France will increase its Financial Transaction Tax in an attempt to halt the decline of its official development assistance budget, which has been cut each year since 2012. EURACTIV France reports.
Members of the French parliament on Thursday (20 October) voted to strengthen the Financial Transaction Tax (FTT), which has been in place since 2013. The rate will be raised from 0.2% to 0.3% and the tax base extended to cover day trading activities (a speculative form of trading where shares are bought and sold on the same day).
Adopted as part of the parliament’s examination of the 2017 budget, these measures will significantly boost the revenue generated by the tax and reverse the decline of the aid budget. French aid fell from 0.46% of gross national income (GNI) in 2011 to 0.37% on 2015. The international target is 0.7% of GNI.
In real terms, Paris has cut around €800 million from its international solidarity spending since 2012, part of a broader pattern of spending cuts imposed on the French public purse.
But MPs finally decided to force the government’s hand to obtain a meaningful increase to the budget to give them the means to cover the president’s promises.

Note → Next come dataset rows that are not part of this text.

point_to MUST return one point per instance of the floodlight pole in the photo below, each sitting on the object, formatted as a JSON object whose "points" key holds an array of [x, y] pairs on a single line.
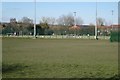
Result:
{"points": [[112, 19], [34, 19], [96, 23]]}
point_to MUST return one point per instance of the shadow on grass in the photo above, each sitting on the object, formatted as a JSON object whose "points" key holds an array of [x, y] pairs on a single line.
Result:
{"points": [[12, 67]]}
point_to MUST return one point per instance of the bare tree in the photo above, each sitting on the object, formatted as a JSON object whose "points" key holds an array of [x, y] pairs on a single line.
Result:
{"points": [[68, 20], [48, 20]]}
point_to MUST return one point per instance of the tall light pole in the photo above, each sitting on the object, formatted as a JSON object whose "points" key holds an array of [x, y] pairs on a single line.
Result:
{"points": [[74, 18], [112, 19], [34, 19], [96, 23]]}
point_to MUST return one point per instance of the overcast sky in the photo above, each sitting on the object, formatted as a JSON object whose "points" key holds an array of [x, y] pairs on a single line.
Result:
{"points": [[85, 10]]}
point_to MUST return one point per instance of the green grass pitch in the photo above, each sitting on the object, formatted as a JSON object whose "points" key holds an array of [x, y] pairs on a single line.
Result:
{"points": [[58, 58]]}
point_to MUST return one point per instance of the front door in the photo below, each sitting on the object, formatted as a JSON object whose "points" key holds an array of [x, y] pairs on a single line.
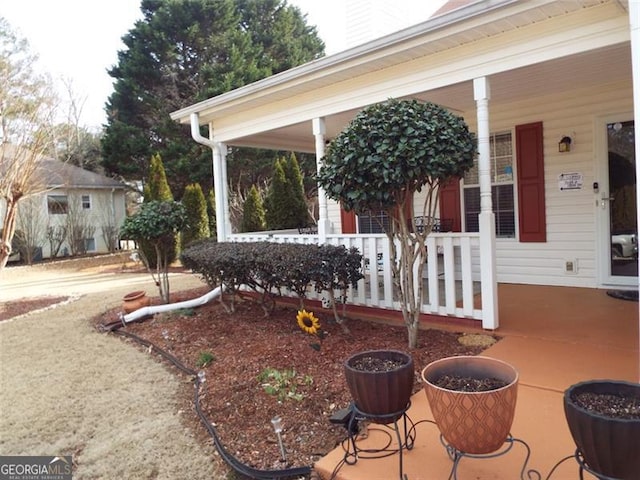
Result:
{"points": [[617, 204]]}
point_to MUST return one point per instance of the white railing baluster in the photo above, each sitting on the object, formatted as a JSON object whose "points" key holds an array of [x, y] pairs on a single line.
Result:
{"points": [[432, 274], [449, 274], [442, 264], [467, 277]]}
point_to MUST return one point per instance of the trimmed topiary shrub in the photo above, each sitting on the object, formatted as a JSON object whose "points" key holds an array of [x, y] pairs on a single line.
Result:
{"points": [[270, 268]]}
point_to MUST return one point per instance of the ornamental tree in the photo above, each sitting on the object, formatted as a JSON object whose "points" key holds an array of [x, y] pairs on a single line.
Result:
{"points": [[253, 212], [387, 153], [157, 189], [157, 223]]}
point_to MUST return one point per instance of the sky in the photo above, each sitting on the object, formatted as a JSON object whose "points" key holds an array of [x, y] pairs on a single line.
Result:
{"points": [[79, 40]]}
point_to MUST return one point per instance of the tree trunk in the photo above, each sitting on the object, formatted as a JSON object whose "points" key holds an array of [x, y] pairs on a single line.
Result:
{"points": [[8, 229]]}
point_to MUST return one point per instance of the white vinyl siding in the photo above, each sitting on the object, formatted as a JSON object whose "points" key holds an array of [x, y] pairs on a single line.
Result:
{"points": [[570, 214]]}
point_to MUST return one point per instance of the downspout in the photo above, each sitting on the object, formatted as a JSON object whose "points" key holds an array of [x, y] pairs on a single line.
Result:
{"points": [[324, 225], [489, 284], [218, 180]]}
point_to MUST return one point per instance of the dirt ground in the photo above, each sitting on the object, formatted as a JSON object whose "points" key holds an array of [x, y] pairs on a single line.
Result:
{"points": [[66, 389]]}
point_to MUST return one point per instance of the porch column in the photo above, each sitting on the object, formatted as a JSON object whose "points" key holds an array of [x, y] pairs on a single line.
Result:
{"points": [[487, 221], [634, 23], [219, 190], [225, 186], [324, 226]]}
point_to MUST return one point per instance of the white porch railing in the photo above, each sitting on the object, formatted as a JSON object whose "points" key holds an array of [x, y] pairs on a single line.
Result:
{"points": [[451, 276]]}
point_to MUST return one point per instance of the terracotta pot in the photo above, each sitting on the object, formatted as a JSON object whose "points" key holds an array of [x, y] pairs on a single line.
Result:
{"points": [[609, 446], [381, 394], [472, 422], [135, 300]]}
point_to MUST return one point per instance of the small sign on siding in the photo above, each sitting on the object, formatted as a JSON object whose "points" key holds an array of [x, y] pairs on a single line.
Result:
{"points": [[570, 181]]}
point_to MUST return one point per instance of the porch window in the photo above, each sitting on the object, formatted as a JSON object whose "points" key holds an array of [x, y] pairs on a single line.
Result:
{"points": [[57, 204], [373, 222], [502, 191]]}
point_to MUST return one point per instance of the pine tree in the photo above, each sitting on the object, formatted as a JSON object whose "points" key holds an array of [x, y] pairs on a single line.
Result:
{"points": [[211, 211], [277, 202], [181, 52], [158, 186], [197, 221], [253, 215]]}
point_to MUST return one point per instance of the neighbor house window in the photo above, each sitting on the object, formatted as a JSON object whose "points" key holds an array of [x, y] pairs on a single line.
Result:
{"points": [[502, 191], [90, 244], [57, 204], [373, 222]]}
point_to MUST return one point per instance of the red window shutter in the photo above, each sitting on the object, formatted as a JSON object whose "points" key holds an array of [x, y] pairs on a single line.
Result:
{"points": [[531, 205], [348, 221], [449, 203]]}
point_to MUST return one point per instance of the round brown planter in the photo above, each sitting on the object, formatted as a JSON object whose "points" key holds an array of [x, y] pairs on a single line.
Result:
{"points": [[135, 300], [609, 446], [381, 394], [472, 422]]}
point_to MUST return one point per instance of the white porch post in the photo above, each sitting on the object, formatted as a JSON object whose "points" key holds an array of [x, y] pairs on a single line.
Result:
{"points": [[634, 24], [220, 191], [324, 226], [225, 186], [487, 221]]}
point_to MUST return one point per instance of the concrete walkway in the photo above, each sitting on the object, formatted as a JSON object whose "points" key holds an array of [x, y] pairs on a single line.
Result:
{"points": [[66, 389]]}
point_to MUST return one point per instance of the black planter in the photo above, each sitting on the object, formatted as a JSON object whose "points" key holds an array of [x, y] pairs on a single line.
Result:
{"points": [[609, 446], [381, 396]]}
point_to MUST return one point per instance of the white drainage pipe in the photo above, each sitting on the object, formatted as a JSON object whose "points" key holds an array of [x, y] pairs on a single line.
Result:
{"points": [[196, 302]]}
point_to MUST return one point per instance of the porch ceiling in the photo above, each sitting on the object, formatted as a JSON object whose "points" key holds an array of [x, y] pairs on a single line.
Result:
{"points": [[597, 67]]}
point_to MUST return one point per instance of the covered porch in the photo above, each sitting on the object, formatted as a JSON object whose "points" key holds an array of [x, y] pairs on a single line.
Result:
{"points": [[564, 67], [554, 337]]}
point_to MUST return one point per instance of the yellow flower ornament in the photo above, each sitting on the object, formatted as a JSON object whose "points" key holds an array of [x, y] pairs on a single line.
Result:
{"points": [[308, 322]]}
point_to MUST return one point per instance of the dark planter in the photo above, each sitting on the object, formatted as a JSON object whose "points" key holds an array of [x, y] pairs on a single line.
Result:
{"points": [[381, 394], [135, 300], [472, 422], [609, 446]]}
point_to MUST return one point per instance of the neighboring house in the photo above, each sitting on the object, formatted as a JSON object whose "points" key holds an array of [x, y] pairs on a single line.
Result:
{"points": [[77, 212], [547, 85]]}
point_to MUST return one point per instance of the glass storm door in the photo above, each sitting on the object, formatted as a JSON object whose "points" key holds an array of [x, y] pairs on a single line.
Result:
{"points": [[619, 204]]}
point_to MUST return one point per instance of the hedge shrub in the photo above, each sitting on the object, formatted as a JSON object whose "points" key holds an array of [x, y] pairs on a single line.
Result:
{"points": [[270, 268]]}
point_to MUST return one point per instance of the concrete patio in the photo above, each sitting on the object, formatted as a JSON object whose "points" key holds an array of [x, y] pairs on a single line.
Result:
{"points": [[555, 337]]}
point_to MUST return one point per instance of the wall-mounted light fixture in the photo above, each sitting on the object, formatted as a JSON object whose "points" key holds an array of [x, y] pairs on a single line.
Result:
{"points": [[277, 427], [564, 145]]}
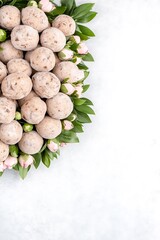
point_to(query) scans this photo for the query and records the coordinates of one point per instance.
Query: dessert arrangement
(43, 55)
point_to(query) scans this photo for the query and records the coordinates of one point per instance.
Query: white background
(108, 186)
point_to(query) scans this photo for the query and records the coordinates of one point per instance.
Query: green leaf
(68, 3)
(79, 101)
(85, 109)
(85, 88)
(86, 31)
(78, 127)
(23, 172)
(83, 117)
(38, 159)
(82, 10)
(87, 101)
(68, 137)
(58, 11)
(82, 36)
(88, 58)
(43, 148)
(87, 18)
(46, 159)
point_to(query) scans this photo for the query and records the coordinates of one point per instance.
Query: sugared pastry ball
(9, 17)
(4, 151)
(49, 128)
(34, 110)
(28, 54)
(60, 106)
(27, 98)
(46, 84)
(24, 38)
(11, 133)
(42, 59)
(19, 66)
(65, 23)
(53, 38)
(16, 86)
(35, 17)
(8, 52)
(3, 71)
(31, 143)
(68, 70)
(7, 110)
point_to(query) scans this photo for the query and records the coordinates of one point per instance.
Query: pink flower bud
(10, 162)
(65, 54)
(67, 88)
(79, 90)
(76, 39)
(46, 6)
(78, 60)
(26, 160)
(53, 147)
(67, 125)
(82, 48)
(2, 166)
(63, 144)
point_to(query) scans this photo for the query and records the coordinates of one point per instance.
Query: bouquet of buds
(42, 80)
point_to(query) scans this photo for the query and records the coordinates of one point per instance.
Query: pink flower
(79, 90)
(26, 160)
(67, 88)
(46, 6)
(78, 60)
(53, 147)
(2, 166)
(10, 162)
(63, 144)
(82, 48)
(76, 39)
(67, 125)
(65, 54)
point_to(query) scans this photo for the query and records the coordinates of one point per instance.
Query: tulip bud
(75, 39)
(63, 144)
(27, 127)
(3, 35)
(18, 116)
(10, 162)
(67, 88)
(13, 150)
(32, 3)
(53, 146)
(78, 60)
(67, 125)
(65, 54)
(46, 6)
(2, 167)
(26, 160)
(82, 48)
(79, 90)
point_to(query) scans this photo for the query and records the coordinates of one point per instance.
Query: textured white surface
(108, 186)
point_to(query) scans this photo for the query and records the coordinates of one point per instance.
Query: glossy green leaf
(23, 172)
(37, 159)
(88, 58)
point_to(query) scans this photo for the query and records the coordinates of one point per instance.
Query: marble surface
(108, 186)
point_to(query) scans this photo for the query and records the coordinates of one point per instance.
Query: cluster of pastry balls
(31, 76)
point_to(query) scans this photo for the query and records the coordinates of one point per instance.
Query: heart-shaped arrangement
(42, 77)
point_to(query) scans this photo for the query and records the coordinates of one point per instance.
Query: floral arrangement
(42, 75)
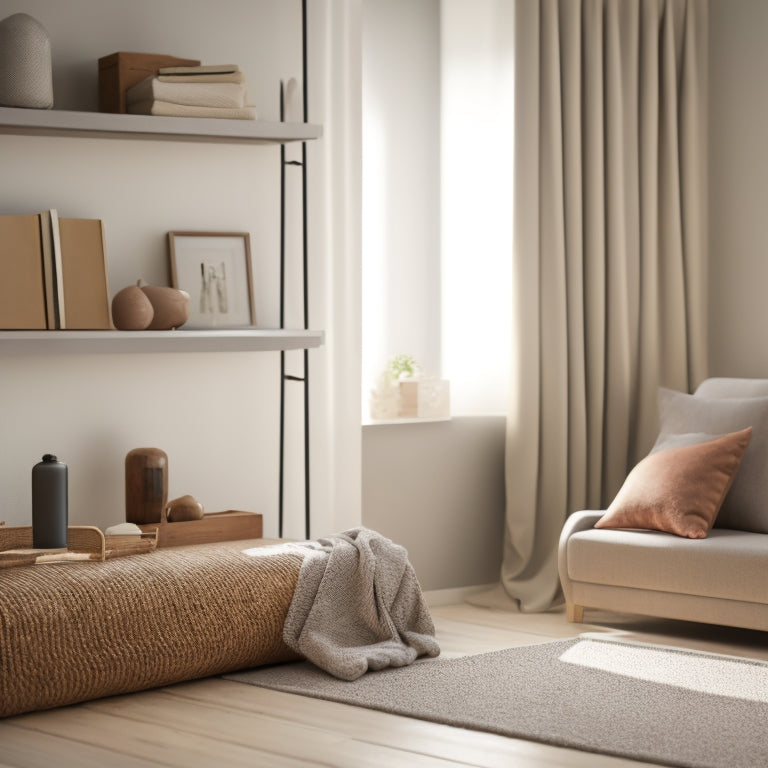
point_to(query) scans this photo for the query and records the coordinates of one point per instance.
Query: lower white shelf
(118, 342)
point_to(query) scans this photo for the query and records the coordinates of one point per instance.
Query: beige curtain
(610, 257)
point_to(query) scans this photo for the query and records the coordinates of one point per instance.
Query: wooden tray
(230, 525)
(84, 542)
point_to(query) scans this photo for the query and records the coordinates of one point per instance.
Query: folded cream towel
(228, 95)
(224, 77)
(167, 109)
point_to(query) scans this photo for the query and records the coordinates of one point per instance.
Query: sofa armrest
(578, 521)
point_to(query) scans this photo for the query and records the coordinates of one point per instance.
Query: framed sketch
(214, 268)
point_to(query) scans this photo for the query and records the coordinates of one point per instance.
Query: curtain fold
(609, 294)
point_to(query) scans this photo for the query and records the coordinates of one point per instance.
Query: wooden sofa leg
(575, 613)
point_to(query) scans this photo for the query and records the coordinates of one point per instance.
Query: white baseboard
(436, 597)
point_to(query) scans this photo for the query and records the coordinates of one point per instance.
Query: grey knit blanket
(358, 606)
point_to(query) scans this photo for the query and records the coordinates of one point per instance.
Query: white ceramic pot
(26, 74)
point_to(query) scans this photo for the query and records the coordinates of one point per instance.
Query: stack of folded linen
(203, 91)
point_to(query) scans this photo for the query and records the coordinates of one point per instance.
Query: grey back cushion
(746, 506)
(721, 387)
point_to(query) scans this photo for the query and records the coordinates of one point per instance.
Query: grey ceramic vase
(26, 75)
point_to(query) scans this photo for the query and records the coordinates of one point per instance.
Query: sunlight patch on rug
(702, 673)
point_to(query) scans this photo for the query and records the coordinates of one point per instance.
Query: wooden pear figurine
(170, 305)
(184, 508)
(131, 309)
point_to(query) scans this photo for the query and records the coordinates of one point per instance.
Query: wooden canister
(146, 485)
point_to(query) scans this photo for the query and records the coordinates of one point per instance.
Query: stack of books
(213, 90)
(54, 273)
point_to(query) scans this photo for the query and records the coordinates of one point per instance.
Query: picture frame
(215, 269)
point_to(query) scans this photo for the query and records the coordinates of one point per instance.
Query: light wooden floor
(220, 723)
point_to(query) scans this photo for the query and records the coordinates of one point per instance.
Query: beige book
(22, 293)
(84, 274)
(49, 284)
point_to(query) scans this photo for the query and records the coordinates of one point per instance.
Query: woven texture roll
(76, 631)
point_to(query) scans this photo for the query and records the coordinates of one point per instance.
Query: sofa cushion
(746, 505)
(678, 490)
(727, 564)
(723, 387)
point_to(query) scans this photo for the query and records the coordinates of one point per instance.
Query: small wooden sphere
(184, 508)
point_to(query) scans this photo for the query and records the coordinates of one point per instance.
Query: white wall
(215, 415)
(438, 489)
(738, 187)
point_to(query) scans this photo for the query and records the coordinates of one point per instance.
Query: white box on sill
(425, 398)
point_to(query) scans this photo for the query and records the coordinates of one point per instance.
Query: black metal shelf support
(284, 377)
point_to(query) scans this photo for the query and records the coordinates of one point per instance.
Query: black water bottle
(49, 504)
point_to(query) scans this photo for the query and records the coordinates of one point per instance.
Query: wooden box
(231, 525)
(119, 71)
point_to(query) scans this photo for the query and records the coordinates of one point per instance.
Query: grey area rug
(644, 702)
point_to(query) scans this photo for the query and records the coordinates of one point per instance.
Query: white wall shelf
(57, 122)
(117, 342)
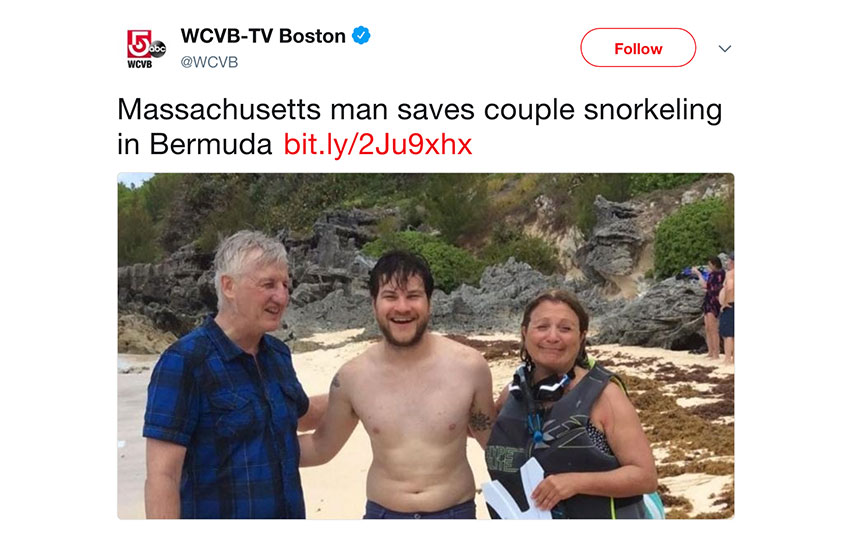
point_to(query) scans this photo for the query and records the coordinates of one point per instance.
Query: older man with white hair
(224, 402)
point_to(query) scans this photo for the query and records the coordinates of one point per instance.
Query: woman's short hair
(234, 253)
(399, 266)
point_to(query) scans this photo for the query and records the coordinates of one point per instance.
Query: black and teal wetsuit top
(568, 446)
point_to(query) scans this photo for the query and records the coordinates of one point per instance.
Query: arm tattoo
(479, 421)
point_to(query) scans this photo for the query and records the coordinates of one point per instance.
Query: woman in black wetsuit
(571, 415)
(711, 304)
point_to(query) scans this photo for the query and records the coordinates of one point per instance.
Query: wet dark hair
(556, 296)
(399, 266)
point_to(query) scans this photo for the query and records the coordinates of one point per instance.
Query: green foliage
(237, 214)
(136, 232)
(580, 207)
(457, 205)
(641, 183)
(158, 193)
(724, 224)
(451, 266)
(689, 236)
(509, 242)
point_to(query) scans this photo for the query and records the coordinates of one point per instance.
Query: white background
(783, 86)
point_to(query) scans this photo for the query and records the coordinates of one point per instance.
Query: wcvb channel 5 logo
(140, 48)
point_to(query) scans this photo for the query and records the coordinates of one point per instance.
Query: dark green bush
(137, 236)
(451, 266)
(689, 236)
(614, 187)
(508, 242)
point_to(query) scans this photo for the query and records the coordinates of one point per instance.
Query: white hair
(233, 253)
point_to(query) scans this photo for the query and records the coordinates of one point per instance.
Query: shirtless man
(727, 314)
(417, 394)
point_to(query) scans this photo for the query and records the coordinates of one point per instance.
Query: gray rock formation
(615, 243)
(668, 315)
(498, 304)
(173, 294)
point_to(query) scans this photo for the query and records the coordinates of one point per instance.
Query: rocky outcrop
(177, 293)
(668, 315)
(615, 243)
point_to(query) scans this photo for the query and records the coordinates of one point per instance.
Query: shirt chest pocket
(288, 407)
(236, 415)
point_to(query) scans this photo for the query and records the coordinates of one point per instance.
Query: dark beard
(419, 333)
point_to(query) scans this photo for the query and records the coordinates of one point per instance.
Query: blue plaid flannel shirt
(237, 421)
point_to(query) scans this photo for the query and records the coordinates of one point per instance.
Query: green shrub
(451, 266)
(507, 242)
(614, 187)
(457, 205)
(137, 236)
(689, 236)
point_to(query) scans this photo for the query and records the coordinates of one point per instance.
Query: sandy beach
(692, 466)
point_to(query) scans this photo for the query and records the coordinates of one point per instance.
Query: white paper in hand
(503, 504)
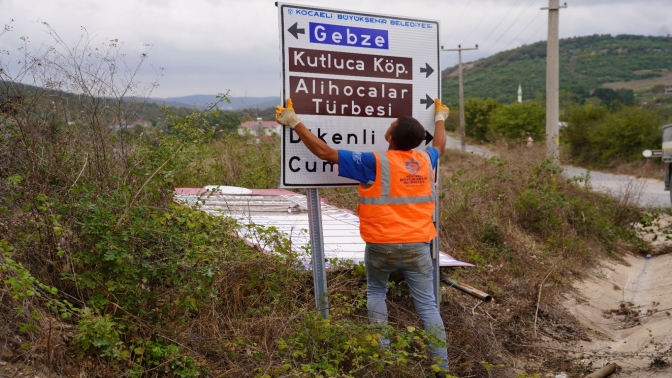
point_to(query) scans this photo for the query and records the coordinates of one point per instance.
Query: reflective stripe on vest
(385, 198)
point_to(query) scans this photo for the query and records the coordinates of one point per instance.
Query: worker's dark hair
(408, 133)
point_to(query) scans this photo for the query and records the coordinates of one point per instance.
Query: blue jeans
(415, 263)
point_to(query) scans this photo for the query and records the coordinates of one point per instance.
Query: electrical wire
(458, 20)
(536, 17)
(481, 21)
(513, 23)
(503, 18)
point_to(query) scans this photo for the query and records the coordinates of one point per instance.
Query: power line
(481, 21)
(513, 23)
(502, 20)
(459, 19)
(536, 17)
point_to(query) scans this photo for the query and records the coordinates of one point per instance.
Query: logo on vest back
(413, 166)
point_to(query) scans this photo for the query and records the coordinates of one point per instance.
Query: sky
(219, 46)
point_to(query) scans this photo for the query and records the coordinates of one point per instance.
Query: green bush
(515, 121)
(594, 136)
(477, 114)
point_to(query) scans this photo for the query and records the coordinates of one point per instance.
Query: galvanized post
(436, 256)
(317, 249)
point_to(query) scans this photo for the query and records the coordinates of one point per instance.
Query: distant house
(259, 127)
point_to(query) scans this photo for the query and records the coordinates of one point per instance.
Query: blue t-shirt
(361, 166)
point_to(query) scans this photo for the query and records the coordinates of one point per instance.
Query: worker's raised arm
(287, 116)
(440, 116)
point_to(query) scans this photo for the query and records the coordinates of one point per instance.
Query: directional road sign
(350, 75)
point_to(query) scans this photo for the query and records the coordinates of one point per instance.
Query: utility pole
(459, 49)
(553, 81)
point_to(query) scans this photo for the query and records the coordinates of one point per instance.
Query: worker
(396, 205)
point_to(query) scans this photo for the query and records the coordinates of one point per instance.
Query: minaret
(520, 93)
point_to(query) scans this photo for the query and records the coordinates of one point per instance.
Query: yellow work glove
(441, 111)
(286, 116)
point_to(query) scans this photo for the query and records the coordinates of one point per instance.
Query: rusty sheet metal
(287, 212)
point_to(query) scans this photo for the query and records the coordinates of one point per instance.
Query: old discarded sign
(287, 213)
(350, 75)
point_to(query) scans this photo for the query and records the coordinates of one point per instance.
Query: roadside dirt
(626, 308)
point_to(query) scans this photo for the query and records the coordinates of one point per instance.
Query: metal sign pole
(317, 249)
(436, 272)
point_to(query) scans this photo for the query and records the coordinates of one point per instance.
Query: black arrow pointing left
(427, 69)
(294, 29)
(427, 101)
(428, 137)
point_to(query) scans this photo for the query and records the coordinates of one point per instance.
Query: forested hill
(585, 64)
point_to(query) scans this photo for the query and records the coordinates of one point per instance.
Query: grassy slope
(585, 63)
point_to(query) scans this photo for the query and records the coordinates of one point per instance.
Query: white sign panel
(350, 75)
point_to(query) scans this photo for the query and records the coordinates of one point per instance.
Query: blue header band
(348, 36)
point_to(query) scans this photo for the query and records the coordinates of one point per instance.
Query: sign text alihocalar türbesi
(350, 75)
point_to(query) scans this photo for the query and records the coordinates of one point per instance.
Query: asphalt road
(646, 192)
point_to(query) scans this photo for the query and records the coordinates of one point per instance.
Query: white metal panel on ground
(287, 212)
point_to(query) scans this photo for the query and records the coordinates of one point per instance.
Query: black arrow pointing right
(294, 29)
(427, 69)
(427, 101)
(428, 137)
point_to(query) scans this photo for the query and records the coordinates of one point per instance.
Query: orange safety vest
(398, 207)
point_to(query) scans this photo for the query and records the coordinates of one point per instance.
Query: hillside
(202, 101)
(585, 64)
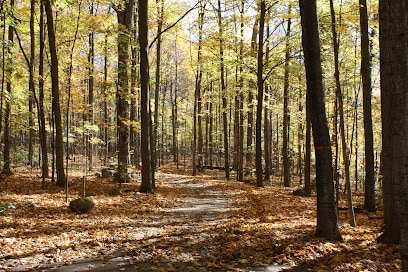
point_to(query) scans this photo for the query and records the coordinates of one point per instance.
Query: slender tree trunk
(286, 112)
(393, 98)
(148, 183)
(267, 124)
(59, 144)
(341, 113)
(160, 18)
(124, 15)
(327, 224)
(369, 192)
(224, 94)
(308, 151)
(41, 113)
(90, 117)
(250, 125)
(7, 114)
(31, 87)
(198, 138)
(258, 129)
(105, 98)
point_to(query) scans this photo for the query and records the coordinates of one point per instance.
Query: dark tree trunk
(369, 192)
(224, 94)
(240, 155)
(124, 15)
(327, 224)
(250, 126)
(339, 95)
(260, 85)
(148, 183)
(31, 86)
(7, 113)
(41, 113)
(160, 18)
(286, 111)
(56, 106)
(198, 137)
(393, 98)
(90, 117)
(308, 151)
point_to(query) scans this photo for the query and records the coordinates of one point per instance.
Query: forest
(206, 135)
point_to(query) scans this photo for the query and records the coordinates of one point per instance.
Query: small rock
(115, 192)
(81, 205)
(107, 173)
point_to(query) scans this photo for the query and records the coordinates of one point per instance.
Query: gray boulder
(81, 205)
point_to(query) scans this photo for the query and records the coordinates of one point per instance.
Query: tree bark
(124, 15)
(198, 137)
(327, 224)
(41, 113)
(148, 183)
(7, 114)
(339, 95)
(56, 106)
(260, 85)
(369, 192)
(286, 112)
(224, 94)
(393, 65)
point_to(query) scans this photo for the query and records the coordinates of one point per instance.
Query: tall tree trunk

President François Hollande pledged a €4 billion increase in official development assistance (ODA) by 2020, half of which would be dedicated to climate action. But the extra funds have yet to materialise.
Several levers for action
NGOs have estimated that the rate increase and the broadening of the tax base will generate an extra €4.5bn per year. In 2015, the tax brought in around €1bn, half of which was allocated to the development assistance budget.
A proposal to spend 25% of the revenue from this new and improved FTT on aid has already passed the committee stage. If it is adopted in the French parliament’s plenary, it could increase the tax’s contribution to the ODA budget from €500m to €1.125bn.
And it may even place France back on track towards meeting its international commitments.
“These sums could allow France to keep its international promises on the fight against poverty and climate change, if they really are allocated to international solidarity efforts,” said Sandra Lhote Fernandes from Oxfam France.
The strengthened FTT adopted by MPs is something of a defeat for the socialist government. Michel Sapin, France’s minister of economy and finance, and Christian Eckert, the secretary of state for the budget, opposed the taxation of day trading, but supported the rate increase from 0.2% to 0.3%.
MPs had initially proposed an increase to 0.5%.
“Our follow-up to the parliamentary debate will confirm our commitment to making a meaningful international solidarity effort and we will be watching closely. Our experience over recent years has shown us that the government can go back on its promises at any moment,” said Pouria Amirshahi, a Socialist MP.
“This debate is not over and we call on members of parliament to stay vigilant. We also ask the government to respect the will of our national representatives and establish an ambitious and responsible FTT,” said Friederike Röder, the director of ONE France.
The French government has always argued that day trading should only have been covered by the FTT once the European version of the tax was up and running, for fear of diminishing Paris’ attractiveness as a financial centre.
The subject is all the more sensitive this year after the Brexit referendum, as the French capital hopes to seduce London’s bankers.
MPs last year voted to include day trading in the FTT, but the move was blocked by the French Constitutional Council.
This year, the argument that France should wait for the implementation of the European-level tax before strengthening its own FTT, appears to have reached the end of the line. After negotiating on the project since 2011, the ten European countries involved have only just reached an agreement. But the tax will not be implemented before 2018 or 2019.